The prevalence of the disorder has been rising, especially in children, says Joke Bouwstra at Leiden University in The Netherlands. Although it is not a life-threatening disease, she says, the condition “has a large impact on the quality of life of children and their families.”

Skin acts as a first line of defense in our bodies, forming a barrier against environmental assaults. Any disruption reduces skin’s ability to act as a protective barrier.

Loss-of-function mutations in a gene for an epitheliad barrier protein called filaggrin has been known to be a risk factor for developing atopic eczema. Besides filaggrin, lipids in the skin are thought to play an important role in the skin’s barrier function. But, says Bouwstra, there isn’t much known about the role of lipids in atopic eczema.

So she and her colleagues undertook a detailed analysis of ceramides, a class of lipids that are critical for the skin’s barrier properties. The investigators recruited healthy people and patients with atopic eczema.

“We wanted to study whether changes in lipid properties also correlated with filaggrin mutations,” says Bouwstra, so they also profiled all subjects to see what filaggrin mutations they did and did not carry. The investigators analyzed how much water the controls and patients lost through their skin, a measure of how well the skin was working as a barrier. The investigators also studied skin samples collected from the study participants by liquid chromatography and mass spectrometry to get detailed information about the types of ceramides.

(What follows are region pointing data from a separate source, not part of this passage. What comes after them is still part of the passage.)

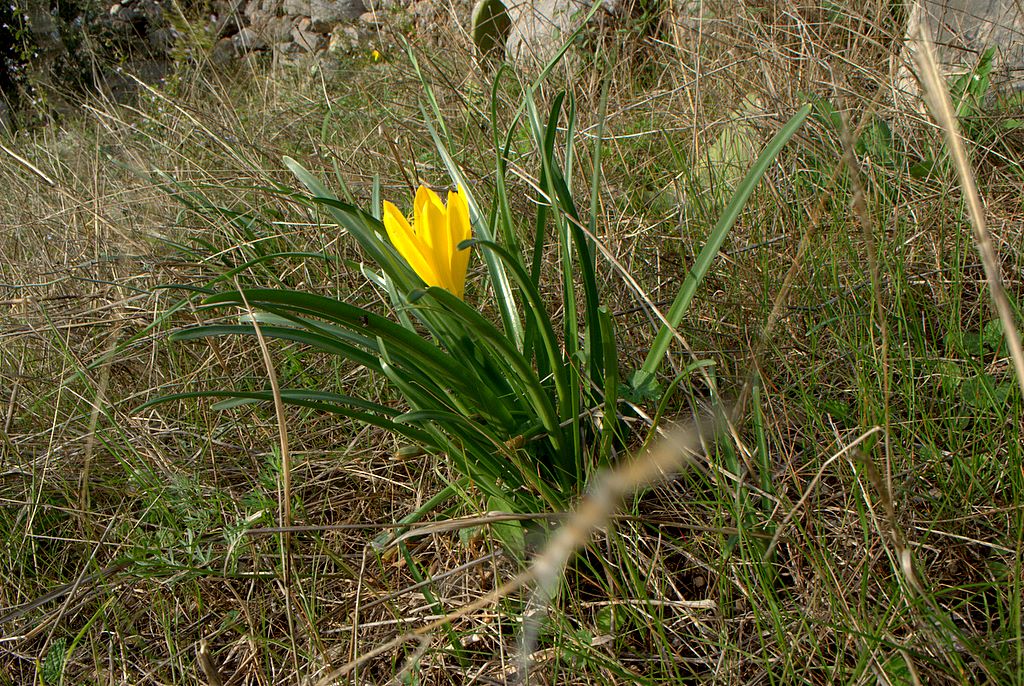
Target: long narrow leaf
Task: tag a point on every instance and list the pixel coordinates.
(644, 377)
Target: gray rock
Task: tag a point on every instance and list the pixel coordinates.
(223, 52)
(326, 13)
(305, 38)
(963, 30)
(248, 40)
(346, 40)
(539, 26)
(296, 7)
(162, 40)
(276, 29)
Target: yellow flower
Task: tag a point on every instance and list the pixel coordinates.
(431, 244)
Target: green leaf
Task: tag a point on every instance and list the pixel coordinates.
(645, 375)
(509, 532)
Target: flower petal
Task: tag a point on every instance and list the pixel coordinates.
(431, 226)
(409, 245)
(460, 228)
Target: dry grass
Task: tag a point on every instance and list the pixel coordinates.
(136, 540)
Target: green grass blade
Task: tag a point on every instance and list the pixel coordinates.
(644, 377)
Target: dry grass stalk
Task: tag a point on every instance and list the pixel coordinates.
(942, 109)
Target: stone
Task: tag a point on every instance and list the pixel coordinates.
(371, 19)
(162, 41)
(962, 31)
(539, 26)
(305, 38)
(276, 29)
(346, 40)
(252, 9)
(296, 7)
(326, 13)
(248, 40)
(223, 52)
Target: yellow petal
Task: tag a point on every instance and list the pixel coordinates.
(409, 245)
(430, 226)
(460, 229)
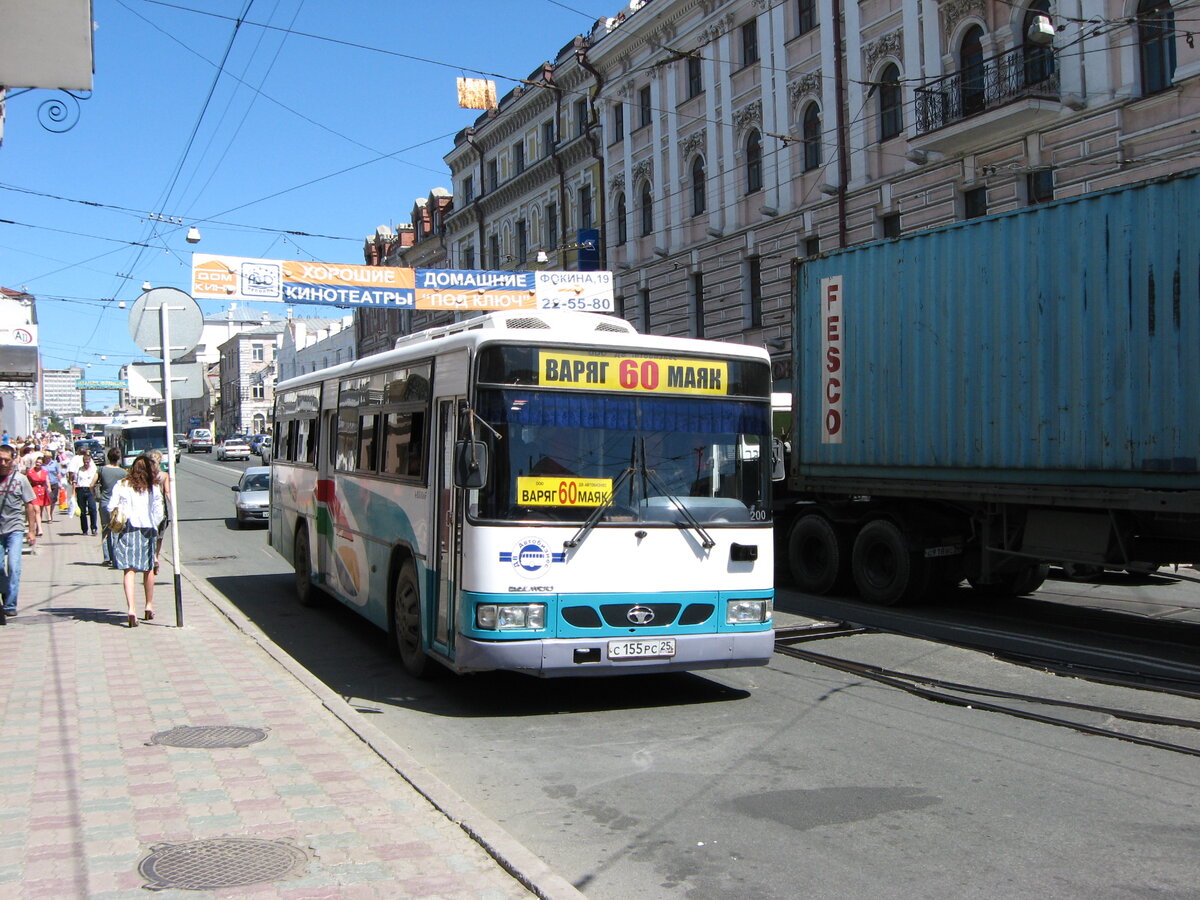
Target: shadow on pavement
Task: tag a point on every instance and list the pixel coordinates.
(351, 655)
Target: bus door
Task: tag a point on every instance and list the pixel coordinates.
(327, 444)
(448, 528)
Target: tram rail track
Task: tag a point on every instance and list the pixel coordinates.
(985, 699)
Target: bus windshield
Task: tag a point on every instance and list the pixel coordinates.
(561, 455)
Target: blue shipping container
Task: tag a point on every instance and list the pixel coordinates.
(1057, 345)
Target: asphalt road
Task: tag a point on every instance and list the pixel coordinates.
(781, 781)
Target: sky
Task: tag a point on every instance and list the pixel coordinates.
(289, 136)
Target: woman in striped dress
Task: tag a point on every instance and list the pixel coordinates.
(141, 502)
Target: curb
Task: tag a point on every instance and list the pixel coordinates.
(513, 856)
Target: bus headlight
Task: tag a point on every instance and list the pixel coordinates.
(495, 617)
(747, 612)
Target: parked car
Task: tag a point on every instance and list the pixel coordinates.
(199, 439)
(253, 496)
(233, 449)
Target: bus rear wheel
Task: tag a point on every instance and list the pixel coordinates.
(306, 592)
(406, 622)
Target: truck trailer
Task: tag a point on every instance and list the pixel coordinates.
(982, 400)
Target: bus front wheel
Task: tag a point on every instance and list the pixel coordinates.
(406, 622)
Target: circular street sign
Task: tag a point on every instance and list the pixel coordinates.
(185, 322)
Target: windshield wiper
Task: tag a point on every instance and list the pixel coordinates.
(586, 528)
(706, 541)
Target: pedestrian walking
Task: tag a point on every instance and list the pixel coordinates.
(137, 502)
(17, 515)
(53, 485)
(85, 487)
(109, 475)
(39, 480)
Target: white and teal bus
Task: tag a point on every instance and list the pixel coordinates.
(136, 437)
(544, 492)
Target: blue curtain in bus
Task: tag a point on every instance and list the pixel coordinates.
(603, 411)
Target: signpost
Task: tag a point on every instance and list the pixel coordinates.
(156, 316)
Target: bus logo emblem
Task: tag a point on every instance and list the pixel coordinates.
(532, 558)
(640, 615)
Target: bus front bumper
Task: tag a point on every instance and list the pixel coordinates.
(556, 658)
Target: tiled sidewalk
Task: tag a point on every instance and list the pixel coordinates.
(87, 797)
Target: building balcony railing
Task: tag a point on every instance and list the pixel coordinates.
(1024, 72)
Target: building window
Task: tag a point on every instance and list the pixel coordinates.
(891, 102)
(975, 203)
(811, 137)
(1156, 45)
(754, 162)
(695, 77)
(754, 292)
(971, 71)
(585, 205)
(1038, 58)
(805, 16)
(750, 43)
(1039, 186)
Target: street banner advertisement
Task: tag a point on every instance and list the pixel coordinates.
(217, 277)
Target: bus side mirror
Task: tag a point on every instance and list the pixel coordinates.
(471, 463)
(778, 465)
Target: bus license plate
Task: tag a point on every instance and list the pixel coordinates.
(658, 648)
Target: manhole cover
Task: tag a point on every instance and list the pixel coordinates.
(220, 863)
(209, 737)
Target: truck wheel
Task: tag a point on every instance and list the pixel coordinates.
(886, 573)
(306, 592)
(816, 555)
(406, 622)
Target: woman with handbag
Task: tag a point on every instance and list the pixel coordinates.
(136, 511)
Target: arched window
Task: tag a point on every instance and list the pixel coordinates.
(699, 187)
(971, 71)
(1156, 45)
(1038, 57)
(811, 135)
(891, 102)
(647, 203)
(754, 162)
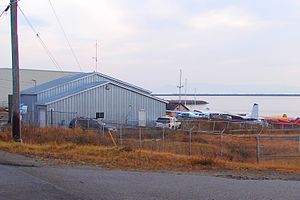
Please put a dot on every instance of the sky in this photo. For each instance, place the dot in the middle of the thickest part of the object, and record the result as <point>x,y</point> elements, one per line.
<point>248,46</point>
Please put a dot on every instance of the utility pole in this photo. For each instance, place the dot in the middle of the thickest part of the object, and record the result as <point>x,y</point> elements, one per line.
<point>180,86</point>
<point>16,122</point>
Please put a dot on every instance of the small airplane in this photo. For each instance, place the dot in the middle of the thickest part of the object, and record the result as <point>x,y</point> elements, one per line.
<point>253,116</point>
<point>283,120</point>
<point>196,114</point>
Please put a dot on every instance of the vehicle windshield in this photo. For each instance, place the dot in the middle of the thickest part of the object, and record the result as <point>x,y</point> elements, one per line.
<point>163,120</point>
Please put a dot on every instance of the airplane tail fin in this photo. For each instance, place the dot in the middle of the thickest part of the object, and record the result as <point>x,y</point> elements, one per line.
<point>254,112</point>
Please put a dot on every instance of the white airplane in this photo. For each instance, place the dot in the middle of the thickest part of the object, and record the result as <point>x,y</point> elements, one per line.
<point>234,117</point>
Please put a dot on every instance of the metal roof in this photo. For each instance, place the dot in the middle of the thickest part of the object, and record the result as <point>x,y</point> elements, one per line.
<point>91,86</point>
<point>66,79</point>
<point>74,91</point>
<point>56,82</point>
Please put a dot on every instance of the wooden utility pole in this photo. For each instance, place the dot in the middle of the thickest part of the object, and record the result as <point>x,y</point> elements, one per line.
<point>16,123</point>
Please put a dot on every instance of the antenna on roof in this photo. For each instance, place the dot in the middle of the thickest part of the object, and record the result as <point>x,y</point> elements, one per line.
<point>96,57</point>
<point>185,90</point>
<point>180,86</point>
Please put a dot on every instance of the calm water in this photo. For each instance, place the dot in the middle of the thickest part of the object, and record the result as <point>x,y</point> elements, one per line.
<point>268,106</point>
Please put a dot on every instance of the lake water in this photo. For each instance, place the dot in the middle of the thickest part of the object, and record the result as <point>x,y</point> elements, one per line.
<point>268,106</point>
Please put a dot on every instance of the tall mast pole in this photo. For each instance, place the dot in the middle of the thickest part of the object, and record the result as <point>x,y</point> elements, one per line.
<point>185,90</point>
<point>96,58</point>
<point>180,86</point>
<point>16,122</point>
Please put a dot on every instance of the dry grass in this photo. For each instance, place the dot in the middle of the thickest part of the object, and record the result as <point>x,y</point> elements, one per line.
<point>86,147</point>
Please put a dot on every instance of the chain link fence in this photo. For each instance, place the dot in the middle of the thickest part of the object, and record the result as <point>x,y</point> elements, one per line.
<point>229,141</point>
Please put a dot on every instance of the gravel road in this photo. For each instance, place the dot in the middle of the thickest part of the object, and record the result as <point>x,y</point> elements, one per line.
<point>25,178</point>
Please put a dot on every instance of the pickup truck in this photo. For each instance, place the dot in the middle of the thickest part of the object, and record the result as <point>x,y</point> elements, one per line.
<point>167,122</point>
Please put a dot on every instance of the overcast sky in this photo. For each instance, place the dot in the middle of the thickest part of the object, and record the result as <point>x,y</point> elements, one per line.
<point>220,45</point>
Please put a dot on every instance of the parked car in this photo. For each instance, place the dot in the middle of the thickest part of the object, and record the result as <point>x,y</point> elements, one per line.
<point>90,123</point>
<point>167,122</point>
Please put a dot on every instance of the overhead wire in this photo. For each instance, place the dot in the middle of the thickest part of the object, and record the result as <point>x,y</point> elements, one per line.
<point>8,80</point>
<point>65,35</point>
<point>5,10</point>
<point>41,41</point>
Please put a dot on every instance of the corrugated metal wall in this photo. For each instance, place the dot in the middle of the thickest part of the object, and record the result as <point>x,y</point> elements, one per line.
<point>118,104</point>
<point>71,85</point>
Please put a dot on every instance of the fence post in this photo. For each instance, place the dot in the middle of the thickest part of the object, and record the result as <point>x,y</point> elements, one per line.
<point>190,142</point>
<point>140,137</point>
<point>51,117</point>
<point>214,124</point>
<point>299,143</point>
<point>257,149</point>
<point>164,139</point>
<point>121,139</point>
<point>221,145</point>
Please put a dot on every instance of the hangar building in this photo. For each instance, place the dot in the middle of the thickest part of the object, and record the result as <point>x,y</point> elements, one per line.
<point>28,78</point>
<point>90,95</point>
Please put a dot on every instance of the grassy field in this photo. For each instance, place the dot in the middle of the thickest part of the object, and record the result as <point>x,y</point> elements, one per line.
<point>87,147</point>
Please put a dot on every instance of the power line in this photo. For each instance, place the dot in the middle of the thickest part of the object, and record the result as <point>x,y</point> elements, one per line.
<point>65,35</point>
<point>8,80</point>
<point>41,41</point>
<point>5,10</point>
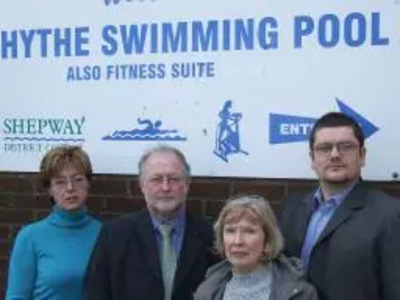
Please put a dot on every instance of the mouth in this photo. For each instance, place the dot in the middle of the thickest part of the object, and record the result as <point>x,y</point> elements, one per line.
<point>238,254</point>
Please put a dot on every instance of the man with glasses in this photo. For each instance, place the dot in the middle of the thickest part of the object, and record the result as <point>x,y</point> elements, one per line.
<point>347,235</point>
<point>161,253</point>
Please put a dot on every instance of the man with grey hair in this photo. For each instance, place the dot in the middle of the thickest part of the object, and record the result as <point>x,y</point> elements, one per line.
<point>161,252</point>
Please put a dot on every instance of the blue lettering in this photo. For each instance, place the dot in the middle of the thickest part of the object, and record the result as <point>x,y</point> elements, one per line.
<point>81,39</point>
<point>111,46</point>
<point>133,39</point>
<point>303,26</point>
<point>376,38</point>
<point>244,34</point>
<point>173,41</point>
<point>268,38</point>
<point>9,44</point>
<point>357,39</point>
<point>27,39</point>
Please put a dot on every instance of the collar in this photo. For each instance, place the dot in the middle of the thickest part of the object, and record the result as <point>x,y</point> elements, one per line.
<point>334,201</point>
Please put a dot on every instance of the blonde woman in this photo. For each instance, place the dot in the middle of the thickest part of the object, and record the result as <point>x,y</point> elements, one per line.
<point>248,237</point>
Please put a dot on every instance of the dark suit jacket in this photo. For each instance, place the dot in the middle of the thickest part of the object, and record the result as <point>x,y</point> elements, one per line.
<point>357,256</point>
<point>125,263</point>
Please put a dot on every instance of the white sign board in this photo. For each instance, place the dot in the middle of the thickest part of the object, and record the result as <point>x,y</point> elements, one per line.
<point>236,85</point>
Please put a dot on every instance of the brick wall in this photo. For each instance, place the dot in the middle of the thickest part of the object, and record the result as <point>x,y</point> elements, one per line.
<point>22,201</point>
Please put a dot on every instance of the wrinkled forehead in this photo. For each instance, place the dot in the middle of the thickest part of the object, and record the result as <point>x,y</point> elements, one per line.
<point>242,213</point>
<point>163,163</point>
<point>67,163</point>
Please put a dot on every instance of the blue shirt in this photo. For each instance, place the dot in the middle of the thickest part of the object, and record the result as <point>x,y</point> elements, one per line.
<point>49,257</point>
<point>323,211</point>
<point>178,230</point>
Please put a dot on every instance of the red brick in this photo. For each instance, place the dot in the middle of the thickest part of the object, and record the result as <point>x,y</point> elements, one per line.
<point>95,204</point>
<point>213,208</point>
<point>195,207</point>
<point>209,189</point>
<point>17,183</point>
<point>5,231</point>
<point>301,186</point>
<point>109,186</point>
<point>134,187</point>
<point>40,214</point>
<point>40,201</point>
<point>123,204</point>
<point>15,216</point>
<point>270,190</point>
<point>104,217</point>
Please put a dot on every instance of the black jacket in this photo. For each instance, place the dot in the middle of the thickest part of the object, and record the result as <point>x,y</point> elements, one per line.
<point>125,263</point>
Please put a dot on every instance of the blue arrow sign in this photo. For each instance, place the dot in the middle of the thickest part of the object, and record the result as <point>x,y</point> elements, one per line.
<point>367,127</point>
<point>289,129</point>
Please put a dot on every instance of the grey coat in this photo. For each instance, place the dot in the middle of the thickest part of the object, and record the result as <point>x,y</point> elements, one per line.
<point>287,282</point>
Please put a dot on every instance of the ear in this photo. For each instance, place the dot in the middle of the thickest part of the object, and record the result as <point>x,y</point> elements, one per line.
<point>363,154</point>
<point>311,154</point>
<point>141,185</point>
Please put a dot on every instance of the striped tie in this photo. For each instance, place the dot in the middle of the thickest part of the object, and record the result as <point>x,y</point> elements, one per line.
<point>168,259</point>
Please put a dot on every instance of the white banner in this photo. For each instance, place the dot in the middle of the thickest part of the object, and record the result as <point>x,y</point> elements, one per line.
<point>236,85</point>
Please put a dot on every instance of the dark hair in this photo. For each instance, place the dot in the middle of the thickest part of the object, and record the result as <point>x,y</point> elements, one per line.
<point>164,149</point>
<point>336,119</point>
<point>55,160</point>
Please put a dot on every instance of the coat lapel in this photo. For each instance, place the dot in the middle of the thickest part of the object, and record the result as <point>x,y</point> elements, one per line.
<point>354,201</point>
<point>304,214</point>
<point>147,238</point>
<point>192,244</point>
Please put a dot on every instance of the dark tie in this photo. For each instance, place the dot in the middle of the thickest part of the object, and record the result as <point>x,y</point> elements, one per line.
<point>167,259</point>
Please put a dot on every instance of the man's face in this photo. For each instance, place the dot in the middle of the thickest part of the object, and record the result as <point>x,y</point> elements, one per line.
<point>337,157</point>
<point>164,184</point>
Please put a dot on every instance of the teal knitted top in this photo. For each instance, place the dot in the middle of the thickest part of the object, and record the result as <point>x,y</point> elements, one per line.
<point>49,257</point>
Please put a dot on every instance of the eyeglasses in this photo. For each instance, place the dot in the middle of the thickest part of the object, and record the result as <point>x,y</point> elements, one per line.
<point>170,179</point>
<point>76,182</point>
<point>343,148</point>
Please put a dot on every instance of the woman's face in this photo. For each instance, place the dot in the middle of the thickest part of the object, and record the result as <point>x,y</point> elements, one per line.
<point>244,245</point>
<point>69,188</point>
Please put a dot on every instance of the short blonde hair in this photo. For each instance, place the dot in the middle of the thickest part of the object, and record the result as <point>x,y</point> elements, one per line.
<point>55,160</point>
<point>258,211</point>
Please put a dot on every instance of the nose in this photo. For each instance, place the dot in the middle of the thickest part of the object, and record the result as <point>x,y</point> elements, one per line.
<point>335,152</point>
<point>237,238</point>
<point>165,184</point>
<point>69,185</point>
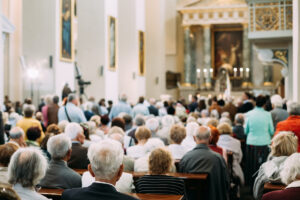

The investigators found that patients with atopic eczema had more short-chain ceramides in their skin than their control counterparts. They also found that the lipid organization was different in the patients with the disease. “Lipid chain length and lipid organization both correlate with the impaired skin barrier function and the severity of the disease,” says Bouwstra.

Bouwstra says that the data seem to suggest that normalizing the ceramide composition is important for fixing the skin of atopic eczema patients. “After repairing the skin barrier, the penetration of allergens and irritants may be reduced, which may result in a reduction of the inflammation,” she says.

Bouwtra’s group is now working on what causes changes in ceramide biosynthesis in atopic eczema patients and hope that the work may reveal ways to treat the disease.